Sunday, January 31, 2010

On being tired

The most startling thing about being a new parent is how abruptly ecery aspect of your WHOLE LIFE changes. I know, I know. Shocking right? But if you haven't had a kid, that statement can't be understood, and if you have a kid, that statement is so trivial as to be ridiculous. That said, it's not just the big things that change immediately. It's little things. Take for example the statement "I am tired."

I used to be a lot like my childless friends. They complain about being tired all the time, casually. "I woke up at 2pmm, hungover as hell, and I'm BEAT," they tell me. "I napped for 3 hours, then got 9 hours uninterrupted last night, and I may stroll over for brunch around 3:30, if I'm not too tired." SHUT. UP.

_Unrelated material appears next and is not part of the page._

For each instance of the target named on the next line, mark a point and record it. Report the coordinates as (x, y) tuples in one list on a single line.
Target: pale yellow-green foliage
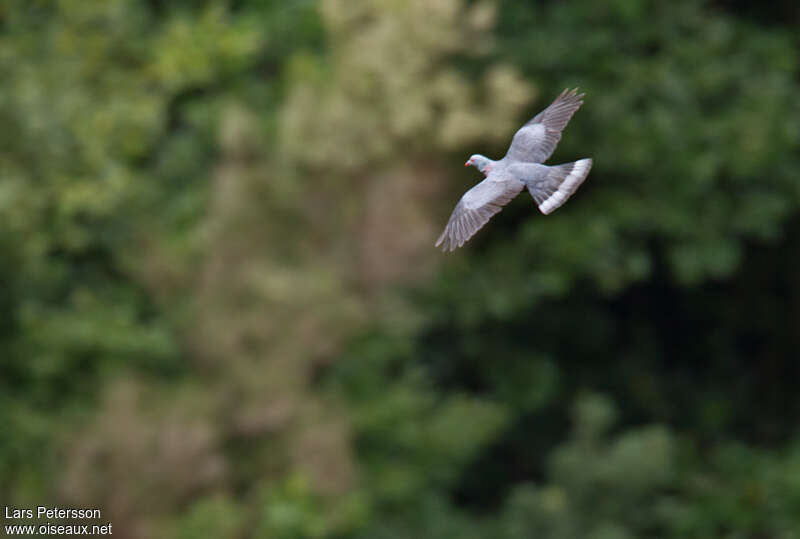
[(388, 91)]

If you want to know "tired," to truly understand the very essence of the word, you MUST have a child in the house. For those of you who don't have access to one of these, you can simulate the experience as follows:

1) have a deranged homeless person move in. It is essential that this person is incapable of being rational. Bonus authenticity points if he shits his pants regularly.

2) Pay him to begin hysterically screaming in your ear at random intervals, every one and half to three hours. Make sure there is no rhyme or reason to it, and that sometimes the screaming continues unabated for hours on end.

3) Keep your screaming, insane bum on the payroll for 18 fucking years. Carry him around from time to time, like so:

Then, and only then, do I want to hear that you're "tired."


  1. Can't wait until I'm "tired" and medicated.

  2. truer words have never been uttered. or typed. it is also worth noting that parenting while hung over is probably what they make you do in hell.

  3. my friend laura directed to your blog. f#cking hilarious. isaac is really cute.